SEATTLE – As many as 1,000 people wrongly denied citizenship in Seattle could eventually be given the oath, thanks to a lawsuit brought by a Korean man who failed a citizenship test because he once gathered too many oysters along a Washington state beach.

From 1998 to 2004, the Seattle office of U.S. Citizenship and Immigration Services misapplied the “good moral character” standard for naturalization. Officials concede they routinely denied citizenship if people had minor infractions on their record, such as in the case of Kichul Lee, who in 1999 was fined $152 for collecting 51 oysters, almost three dozen more than the state’s limit.

At the time, Lee didn’t know there was a limit. He paid the fine but was denied citizenship because of it in 2003, despite meeting every other requirement. A judge last month certified his lawsuit against the immigration office as a class action – meaning that anyone denied because of traffic infractions or arrests that didn’t result in charges, for example, could join it.

“We’re looking for them to follow the proper standard in deciding whether someone has good moral character,” said Lee’s attorney, Robert Gibbs. “Taking too many oysters off the beach doesn’t show you lack good moral character.”

Immigration officials in Seattle agree, and since the lawsuit was filed, they have reversed their rulings against Lee and some of the other named plaintiffs.
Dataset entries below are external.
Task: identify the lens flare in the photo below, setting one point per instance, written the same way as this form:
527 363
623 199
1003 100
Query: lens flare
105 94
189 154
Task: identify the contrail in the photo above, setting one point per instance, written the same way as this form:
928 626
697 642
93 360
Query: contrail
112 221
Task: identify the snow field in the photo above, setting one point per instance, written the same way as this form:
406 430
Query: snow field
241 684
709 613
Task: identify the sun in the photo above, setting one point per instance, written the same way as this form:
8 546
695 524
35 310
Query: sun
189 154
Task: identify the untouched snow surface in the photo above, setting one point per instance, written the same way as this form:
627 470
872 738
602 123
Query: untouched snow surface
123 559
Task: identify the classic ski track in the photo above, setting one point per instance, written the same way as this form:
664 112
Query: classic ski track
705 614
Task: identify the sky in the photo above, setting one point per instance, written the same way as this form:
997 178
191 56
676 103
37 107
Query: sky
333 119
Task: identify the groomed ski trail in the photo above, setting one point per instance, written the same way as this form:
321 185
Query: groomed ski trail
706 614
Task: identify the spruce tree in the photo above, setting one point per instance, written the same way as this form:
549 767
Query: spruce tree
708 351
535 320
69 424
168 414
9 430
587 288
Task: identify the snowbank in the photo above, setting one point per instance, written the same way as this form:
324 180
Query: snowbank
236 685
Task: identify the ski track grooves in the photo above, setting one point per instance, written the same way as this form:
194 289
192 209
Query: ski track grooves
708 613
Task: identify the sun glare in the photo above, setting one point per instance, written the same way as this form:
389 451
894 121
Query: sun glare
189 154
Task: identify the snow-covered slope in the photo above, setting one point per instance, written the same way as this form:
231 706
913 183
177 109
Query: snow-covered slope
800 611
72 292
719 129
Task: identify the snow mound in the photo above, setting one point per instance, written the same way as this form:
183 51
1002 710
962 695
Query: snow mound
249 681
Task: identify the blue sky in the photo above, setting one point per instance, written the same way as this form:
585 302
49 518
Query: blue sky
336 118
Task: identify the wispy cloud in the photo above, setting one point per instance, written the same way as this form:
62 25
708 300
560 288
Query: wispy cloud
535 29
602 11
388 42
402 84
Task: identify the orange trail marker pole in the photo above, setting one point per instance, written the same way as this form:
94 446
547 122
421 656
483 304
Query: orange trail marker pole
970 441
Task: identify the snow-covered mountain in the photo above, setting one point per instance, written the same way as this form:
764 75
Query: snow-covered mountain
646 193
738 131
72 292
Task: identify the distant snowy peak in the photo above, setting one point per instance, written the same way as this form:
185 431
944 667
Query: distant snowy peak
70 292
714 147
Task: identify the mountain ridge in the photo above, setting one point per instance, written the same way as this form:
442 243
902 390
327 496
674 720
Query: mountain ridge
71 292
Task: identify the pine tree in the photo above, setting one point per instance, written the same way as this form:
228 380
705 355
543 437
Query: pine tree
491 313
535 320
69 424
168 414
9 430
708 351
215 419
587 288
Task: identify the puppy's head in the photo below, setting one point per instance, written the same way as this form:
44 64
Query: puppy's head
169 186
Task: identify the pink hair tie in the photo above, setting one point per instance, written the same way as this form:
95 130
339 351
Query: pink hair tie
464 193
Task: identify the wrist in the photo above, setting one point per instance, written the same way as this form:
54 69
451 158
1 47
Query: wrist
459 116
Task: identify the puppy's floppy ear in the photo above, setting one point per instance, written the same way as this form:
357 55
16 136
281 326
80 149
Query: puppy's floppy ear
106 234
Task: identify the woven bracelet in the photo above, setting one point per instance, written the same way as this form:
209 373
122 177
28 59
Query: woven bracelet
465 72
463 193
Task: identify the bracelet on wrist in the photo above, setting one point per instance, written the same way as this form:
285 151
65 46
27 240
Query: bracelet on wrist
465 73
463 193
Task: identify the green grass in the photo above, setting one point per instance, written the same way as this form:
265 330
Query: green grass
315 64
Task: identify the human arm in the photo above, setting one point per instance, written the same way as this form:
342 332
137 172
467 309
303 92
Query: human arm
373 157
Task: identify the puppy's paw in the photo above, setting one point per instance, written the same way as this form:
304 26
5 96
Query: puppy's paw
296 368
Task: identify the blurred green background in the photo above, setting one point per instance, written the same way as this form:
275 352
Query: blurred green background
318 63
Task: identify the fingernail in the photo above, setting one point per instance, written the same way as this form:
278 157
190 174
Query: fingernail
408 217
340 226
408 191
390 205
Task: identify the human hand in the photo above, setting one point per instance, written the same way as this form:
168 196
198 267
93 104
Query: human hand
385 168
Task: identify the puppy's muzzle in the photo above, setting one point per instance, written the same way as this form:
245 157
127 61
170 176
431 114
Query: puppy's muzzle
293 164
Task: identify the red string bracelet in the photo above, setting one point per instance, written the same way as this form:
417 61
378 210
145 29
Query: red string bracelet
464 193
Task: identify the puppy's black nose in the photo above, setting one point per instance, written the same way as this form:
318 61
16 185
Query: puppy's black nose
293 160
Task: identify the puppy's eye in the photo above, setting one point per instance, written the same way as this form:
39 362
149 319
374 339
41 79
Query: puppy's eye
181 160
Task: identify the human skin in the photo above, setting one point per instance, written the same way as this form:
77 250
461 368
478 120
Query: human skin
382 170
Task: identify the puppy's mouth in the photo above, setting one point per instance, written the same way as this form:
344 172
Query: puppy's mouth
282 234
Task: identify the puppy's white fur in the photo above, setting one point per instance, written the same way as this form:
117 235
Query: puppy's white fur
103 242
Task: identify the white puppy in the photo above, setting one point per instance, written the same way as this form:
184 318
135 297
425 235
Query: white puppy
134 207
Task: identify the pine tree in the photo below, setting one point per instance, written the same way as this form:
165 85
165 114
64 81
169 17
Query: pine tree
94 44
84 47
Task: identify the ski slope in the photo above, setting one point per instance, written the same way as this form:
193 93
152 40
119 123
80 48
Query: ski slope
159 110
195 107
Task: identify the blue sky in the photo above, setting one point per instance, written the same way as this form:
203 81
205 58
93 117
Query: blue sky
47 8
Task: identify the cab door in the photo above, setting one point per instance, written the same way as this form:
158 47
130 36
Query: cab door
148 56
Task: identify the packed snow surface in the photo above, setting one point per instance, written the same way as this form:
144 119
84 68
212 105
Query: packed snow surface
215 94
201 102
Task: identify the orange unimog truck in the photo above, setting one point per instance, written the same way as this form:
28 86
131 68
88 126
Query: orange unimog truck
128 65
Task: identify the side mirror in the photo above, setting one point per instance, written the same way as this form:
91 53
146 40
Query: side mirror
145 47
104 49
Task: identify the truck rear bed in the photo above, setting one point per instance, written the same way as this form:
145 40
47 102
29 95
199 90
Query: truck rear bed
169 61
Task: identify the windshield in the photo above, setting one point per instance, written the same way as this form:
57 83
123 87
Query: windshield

They have also reassigned a supervisor who oversaw the decisions, retrained workers to teach them that minor violations don’t warrant a rejection of citizenship, and promised that by this month they’ll start informing people denied citizenship of their right to appeal in federal court – something they were supposed to be doing all along.

But those steps were not enough to satisfy U.S. District Judge Robert Lasnik.

“The court does not have before it sufficient information to determine what problems existed before defendants initiated their retraining program, whether the newly implemented procedures resolve plaintiffs’ complaints, or whether there is a possibility the challenged conduct will recur,” Lasnik wrote.

Kristin Johnson, an assistant U.S. attorney representing the Seattle immigration office, said she believed Lasnik’s ruling was fair and that establishing a class would be a good way to determine how extensive the good moral character denials were. The office is determined to correct them and make sure they don’t happen again, she said.

“We’re more than willing to explore it with the court to see if what we’ve done was sufficient, and if not, to see what more can be done to make sure it is sufficient,” Johnson said.